Mostly Infill With A Chance of Sprawl

Smart Growth Areas in SANDAG's regional plan

Most people pack an umbrella when they know that rain is in the forecast.

A regional transportation plan (RTP) also relies on forecasts—for economic growth, population change, and land use development. The forecast for land use within a regional plan can be confusing. Many assume that the land use assumptions in a regional transportation plan work like the land use policies in a general plan. They don’t.

Instead, the land use forecast in a regional plan is used to help direct transportation investments in a way that will serve the future needs of the region. It informs the financial decision, but it does not regulate. In contrast, a land-use element in a general plan actually controls what zoning can be adopted or what kind of project can be approved.

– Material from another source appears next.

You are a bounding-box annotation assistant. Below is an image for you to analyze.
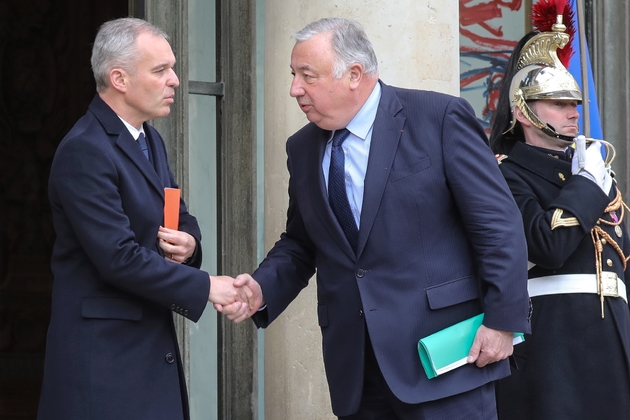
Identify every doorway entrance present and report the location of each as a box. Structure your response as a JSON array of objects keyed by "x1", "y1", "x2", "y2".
[{"x1": 0, "y1": 0, "x2": 129, "y2": 420}]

The introduction of the Sustainable Communities Strategy (SCS) into the RTP did not change this basic construct. For example, if the forecasted development pattern (based on the economy, demographic trends, and local policies) calls for increased housing in transit corridors (which all RTPs do), then the region could get credit for the corresponding GHG emission reductions under their SCS (but see our modeler’s note below). The amount of reduction taken is based on academic research and data that quantifies the reduction.

Of course, as any weather expert knows, it’s difficult to predict the future. Any plan adopted prior to 2010 was unlikely to predict travel options (like Uber, LYFT, or even scooters) that were enabled by smartphones. Similarly, today it’s difficult to know what the effect will be of autonomous vehicles or a fully electric fleet of cars.

As a result, the assumptions in an RTP are a lot like a weather forecast, except that the RTP forecast period is twenty years or more instead of just one to seven days. This extended timeframe creates significant uncertainties in the outer years of the plan, which is part of the reason why federal law requires an RTP to be updated every four or five years. This frequency keeps the underlying planning assumptions as current as possible.

The linkage between land use type and travel choice is well-established. Perhaps the good news is that California’s Metropolitan Planning Organizations are forecasting more infill than ever before. These forecasts are built on thousands of hours of outreach to local jurisdictions and stakeholders to identify community-based visions for growth and revitalization. This grounding assures that the future physical environment (upon which billions of investments will be made) is a “reasonable” assumption (forecast).

Locating more housing units in infill areas near mobility options is one of the most significant GHG emissions reduction strategies. But these are only forecasted projections (albeit based on some pretty good data). The chance remains that “sprawl” development may outperform the forecast. Thus, it is incumbent on all regional stakeholders to stay engaged at the regional and local level to assure that the RTP’s vision for growth and transportation continues to reflect the state, regional, and local goals.

In other words, expect infill; but keep an umbrella handy.

Important Disclaimer from a Transportation Modeler:

Our purpose here was to explain the role of the land use “forecast” within the RTP. But a projected physical environment (land use in terms of general use and density) only partially influences consumer transportation choice. The cost of driving, reductions in congestion, more accessibility to transit, and other factors not mentioned in this article. These other factors—and the cost of driving in particular—are often the dominant factor in transportation choice. In other words, people living in well-located, multi-family units are still likely to drive a lot if the cost of car ownership is small.